A Haven for Nesting Grassland Birds

Grasslands are home to a wide variety of wildlife, including some of our rarest birds. Many of these birds need large patches of grassland habitat to breed successfully. With some minor modifications in management, airports can provide some excellent habitat for these ground-nesting birds. For the last two years, the Ann Arbor Municipal Airport has worked with the City of Ann Arbor’s Natural Area Preservation unit and Washtenaw Audubon Society to protect grassland birds by asking the airport staff to delay springtime mowing in non-critical areas on the airport grounds. Most species of grassland birds are in decline across the U.S., but the species of particular concern in our area are Bobolinks (a male Bobolink is pictured above), Henslow’s Sparrows, and Grasshopper Sparrows, all of which have nested at the municipal airport here in Ann Arbor.

Each spring, members of the Natural Area Preservation staff survey the airport grounds to determine where birds are nesting, so that airport staff can delay mowing in those areas as long as safety issues are not compromised.

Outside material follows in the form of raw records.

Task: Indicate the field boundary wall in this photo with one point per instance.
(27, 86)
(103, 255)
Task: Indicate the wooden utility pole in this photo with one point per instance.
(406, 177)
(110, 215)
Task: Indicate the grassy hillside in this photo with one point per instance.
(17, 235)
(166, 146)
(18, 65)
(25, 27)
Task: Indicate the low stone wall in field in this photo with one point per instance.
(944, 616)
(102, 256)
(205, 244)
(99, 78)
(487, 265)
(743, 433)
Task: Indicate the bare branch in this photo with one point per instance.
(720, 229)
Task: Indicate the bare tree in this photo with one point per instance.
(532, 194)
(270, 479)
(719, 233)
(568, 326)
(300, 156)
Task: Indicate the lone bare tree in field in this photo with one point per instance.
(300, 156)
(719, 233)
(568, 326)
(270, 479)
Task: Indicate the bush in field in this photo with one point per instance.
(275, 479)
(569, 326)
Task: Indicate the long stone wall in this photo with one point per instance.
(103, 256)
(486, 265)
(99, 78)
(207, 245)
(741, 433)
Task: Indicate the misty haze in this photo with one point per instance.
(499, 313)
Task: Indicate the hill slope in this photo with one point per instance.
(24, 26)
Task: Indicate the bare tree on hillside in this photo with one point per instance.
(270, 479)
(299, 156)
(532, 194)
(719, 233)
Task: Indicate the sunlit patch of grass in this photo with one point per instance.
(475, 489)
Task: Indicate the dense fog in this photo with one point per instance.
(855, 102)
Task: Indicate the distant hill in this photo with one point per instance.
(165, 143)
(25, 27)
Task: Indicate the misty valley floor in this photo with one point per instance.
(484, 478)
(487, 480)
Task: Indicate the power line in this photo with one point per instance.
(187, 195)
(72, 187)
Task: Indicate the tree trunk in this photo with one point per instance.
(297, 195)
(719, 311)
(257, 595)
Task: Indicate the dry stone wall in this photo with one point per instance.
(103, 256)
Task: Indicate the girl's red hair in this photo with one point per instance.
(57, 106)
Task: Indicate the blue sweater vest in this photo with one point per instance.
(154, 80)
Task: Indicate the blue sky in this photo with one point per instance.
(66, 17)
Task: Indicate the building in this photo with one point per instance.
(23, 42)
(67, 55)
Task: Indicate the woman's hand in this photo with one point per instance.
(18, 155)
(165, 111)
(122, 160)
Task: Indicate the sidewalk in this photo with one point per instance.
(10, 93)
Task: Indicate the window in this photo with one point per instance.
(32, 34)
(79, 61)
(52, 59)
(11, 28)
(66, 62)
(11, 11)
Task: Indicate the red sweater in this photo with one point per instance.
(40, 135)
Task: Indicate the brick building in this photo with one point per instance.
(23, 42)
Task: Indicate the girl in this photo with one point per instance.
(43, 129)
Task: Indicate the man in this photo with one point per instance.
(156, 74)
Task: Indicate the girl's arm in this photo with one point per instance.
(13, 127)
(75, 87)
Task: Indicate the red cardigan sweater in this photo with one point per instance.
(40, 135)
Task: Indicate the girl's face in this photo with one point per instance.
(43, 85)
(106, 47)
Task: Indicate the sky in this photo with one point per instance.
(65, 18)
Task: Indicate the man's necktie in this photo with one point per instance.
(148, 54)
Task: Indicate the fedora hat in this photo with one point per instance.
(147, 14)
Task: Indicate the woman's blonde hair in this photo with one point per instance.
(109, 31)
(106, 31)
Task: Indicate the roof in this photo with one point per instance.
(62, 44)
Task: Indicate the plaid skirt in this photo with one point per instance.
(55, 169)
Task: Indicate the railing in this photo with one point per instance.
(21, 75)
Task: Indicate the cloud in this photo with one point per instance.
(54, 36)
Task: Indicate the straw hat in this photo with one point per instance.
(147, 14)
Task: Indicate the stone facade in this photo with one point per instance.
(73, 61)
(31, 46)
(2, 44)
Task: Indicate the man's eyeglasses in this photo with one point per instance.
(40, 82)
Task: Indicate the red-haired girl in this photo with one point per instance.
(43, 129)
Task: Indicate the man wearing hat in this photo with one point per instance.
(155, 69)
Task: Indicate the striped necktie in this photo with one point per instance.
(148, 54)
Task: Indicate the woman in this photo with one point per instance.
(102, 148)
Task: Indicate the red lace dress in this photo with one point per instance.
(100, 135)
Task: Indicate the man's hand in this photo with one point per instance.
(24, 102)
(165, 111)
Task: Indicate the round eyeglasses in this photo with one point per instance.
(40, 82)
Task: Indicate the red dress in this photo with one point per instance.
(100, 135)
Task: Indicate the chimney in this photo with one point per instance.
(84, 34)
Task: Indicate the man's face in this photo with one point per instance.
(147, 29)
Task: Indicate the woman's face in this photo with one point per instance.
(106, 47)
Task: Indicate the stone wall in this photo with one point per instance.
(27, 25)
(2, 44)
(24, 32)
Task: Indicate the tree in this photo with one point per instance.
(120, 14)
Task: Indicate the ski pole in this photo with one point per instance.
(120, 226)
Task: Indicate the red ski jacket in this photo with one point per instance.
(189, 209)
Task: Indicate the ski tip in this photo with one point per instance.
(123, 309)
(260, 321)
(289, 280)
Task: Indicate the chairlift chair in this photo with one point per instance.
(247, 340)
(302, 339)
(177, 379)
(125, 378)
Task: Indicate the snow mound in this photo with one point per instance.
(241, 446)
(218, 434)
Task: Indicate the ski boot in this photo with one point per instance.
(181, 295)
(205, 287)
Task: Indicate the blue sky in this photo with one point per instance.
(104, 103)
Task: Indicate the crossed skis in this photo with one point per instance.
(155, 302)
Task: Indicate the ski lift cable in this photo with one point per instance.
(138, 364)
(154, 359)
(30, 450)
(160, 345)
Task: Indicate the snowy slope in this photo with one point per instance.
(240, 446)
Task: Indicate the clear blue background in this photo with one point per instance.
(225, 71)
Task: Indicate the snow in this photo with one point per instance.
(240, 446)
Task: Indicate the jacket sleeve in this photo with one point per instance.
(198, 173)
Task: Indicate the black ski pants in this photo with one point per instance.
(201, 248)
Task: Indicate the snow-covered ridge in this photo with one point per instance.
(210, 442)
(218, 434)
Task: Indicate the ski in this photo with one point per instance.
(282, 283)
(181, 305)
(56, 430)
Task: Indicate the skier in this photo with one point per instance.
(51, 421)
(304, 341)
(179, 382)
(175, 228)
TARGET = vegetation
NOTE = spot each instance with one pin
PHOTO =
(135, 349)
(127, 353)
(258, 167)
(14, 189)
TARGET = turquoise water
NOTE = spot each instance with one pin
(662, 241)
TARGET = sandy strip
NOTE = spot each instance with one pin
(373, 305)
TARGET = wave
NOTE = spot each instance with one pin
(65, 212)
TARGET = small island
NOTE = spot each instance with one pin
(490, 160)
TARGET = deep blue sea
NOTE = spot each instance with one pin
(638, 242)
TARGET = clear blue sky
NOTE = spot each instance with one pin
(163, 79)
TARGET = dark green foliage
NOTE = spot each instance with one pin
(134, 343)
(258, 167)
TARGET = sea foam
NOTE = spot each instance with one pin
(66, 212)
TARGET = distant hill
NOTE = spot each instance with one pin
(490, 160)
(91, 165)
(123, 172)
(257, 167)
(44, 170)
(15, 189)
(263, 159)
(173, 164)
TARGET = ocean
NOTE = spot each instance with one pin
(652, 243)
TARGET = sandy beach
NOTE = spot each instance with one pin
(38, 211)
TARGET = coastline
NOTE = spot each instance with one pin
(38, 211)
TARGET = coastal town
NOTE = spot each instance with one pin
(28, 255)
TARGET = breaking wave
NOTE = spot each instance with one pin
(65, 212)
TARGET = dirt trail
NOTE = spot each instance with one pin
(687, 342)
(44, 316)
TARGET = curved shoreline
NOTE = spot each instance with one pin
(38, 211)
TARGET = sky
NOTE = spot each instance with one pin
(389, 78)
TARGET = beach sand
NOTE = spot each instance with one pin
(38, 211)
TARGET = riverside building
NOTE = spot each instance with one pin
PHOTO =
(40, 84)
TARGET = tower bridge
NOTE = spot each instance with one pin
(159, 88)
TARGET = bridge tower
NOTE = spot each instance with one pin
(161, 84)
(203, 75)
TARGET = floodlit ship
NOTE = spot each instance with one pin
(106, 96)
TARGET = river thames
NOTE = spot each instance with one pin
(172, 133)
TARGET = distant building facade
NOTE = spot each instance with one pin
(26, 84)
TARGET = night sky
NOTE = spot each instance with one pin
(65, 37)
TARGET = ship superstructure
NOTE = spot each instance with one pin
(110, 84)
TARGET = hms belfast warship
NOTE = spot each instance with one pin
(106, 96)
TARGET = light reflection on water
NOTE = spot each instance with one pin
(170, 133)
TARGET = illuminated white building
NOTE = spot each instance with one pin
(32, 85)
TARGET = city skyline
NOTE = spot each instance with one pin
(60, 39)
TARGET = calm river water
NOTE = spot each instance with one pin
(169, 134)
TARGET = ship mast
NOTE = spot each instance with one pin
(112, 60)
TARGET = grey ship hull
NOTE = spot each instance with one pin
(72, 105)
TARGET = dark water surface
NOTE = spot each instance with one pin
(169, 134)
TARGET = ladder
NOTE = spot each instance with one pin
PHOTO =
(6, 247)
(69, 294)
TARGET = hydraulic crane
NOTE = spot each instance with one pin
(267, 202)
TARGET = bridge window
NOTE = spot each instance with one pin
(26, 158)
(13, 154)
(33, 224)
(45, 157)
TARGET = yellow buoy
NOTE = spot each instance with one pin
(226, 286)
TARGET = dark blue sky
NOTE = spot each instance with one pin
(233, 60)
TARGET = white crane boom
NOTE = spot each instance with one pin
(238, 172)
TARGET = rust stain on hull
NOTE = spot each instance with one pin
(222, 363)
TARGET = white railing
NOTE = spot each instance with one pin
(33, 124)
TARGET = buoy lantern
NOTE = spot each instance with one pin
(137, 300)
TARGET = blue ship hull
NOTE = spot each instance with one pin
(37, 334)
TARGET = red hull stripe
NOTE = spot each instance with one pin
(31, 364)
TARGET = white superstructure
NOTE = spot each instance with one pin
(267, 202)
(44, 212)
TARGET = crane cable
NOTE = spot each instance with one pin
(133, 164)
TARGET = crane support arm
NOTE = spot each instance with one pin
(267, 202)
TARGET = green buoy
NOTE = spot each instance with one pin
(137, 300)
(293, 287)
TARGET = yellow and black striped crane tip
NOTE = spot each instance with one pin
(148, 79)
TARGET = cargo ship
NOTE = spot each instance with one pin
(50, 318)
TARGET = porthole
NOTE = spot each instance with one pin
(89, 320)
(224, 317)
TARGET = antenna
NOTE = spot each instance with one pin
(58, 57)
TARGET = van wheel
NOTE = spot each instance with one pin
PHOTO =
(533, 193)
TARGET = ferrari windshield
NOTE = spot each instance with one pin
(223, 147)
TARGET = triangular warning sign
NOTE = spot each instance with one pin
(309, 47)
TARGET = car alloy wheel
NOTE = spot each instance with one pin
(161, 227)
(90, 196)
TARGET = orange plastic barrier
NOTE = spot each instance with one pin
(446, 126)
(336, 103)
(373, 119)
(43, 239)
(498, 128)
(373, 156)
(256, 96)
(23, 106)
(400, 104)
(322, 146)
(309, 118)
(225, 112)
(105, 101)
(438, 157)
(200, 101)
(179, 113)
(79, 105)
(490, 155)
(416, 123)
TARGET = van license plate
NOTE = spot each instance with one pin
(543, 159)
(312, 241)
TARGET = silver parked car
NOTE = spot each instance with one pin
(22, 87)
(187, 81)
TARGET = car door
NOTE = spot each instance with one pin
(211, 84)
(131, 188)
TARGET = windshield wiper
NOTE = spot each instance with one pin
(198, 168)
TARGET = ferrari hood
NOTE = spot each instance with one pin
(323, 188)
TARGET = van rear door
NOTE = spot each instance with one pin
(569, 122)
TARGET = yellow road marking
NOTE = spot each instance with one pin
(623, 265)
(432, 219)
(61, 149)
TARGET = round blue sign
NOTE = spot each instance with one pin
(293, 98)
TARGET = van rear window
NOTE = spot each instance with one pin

Most species have had the opportunity to nest and raise their young by the second week in July, when the normal mowing schedule is resumed. While the appearance of inconsistent mowing at the airport generates questions for some, most people are pleased to know that the airport is working to provide much-needed nesting habitat for grassland birds. The airport has found a successful balance between environmental stewardship and maintaining airport safety, which is always the number one priority.